As I mentioned before, that really pissed me off. After all, I was the sane one. I was holding down a full time job and raising two young children. I was responsible for everything! I was the glue that was holding this family together! How could I be the one that needed help? The only help I needed was for someone to tell me how I could make my husband quit drinking!!!
About 7 years ago, my husband's sister and I decided to attend an Al-Anon meeting. I thought, "If you want to figure out how to make someone quit drinking, go to a meeting with a lot of other family members of alcoholics. Surely some of them have figured it out"! So we located a meeting at a church right in my neighborhood and off we went.
I hated it.
In all honesty I don't remember what they even talked about. I'm sure it was something I could have used and learned from, but apparently it wasn't my time. I didn't have the right information. All I knew was they were definitely NOT giving me the tools I needed to force my husband to quit drinking, therefore it must be a complete waste of my time.
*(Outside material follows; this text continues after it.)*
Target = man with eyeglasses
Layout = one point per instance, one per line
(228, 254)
Now that I understand that there's absolutely nothing I could have done to accomplish that feat, and I've learned the only person I've ever had any control over was myself, I'm considering going back. Maybe not to Al-Anon, but possibly to CoDA (Codependent's Anonymous) or some other support group. Now I can clearly see how working the steps of a Twelve Step Program can and will benefit me.I'm still thinking about it.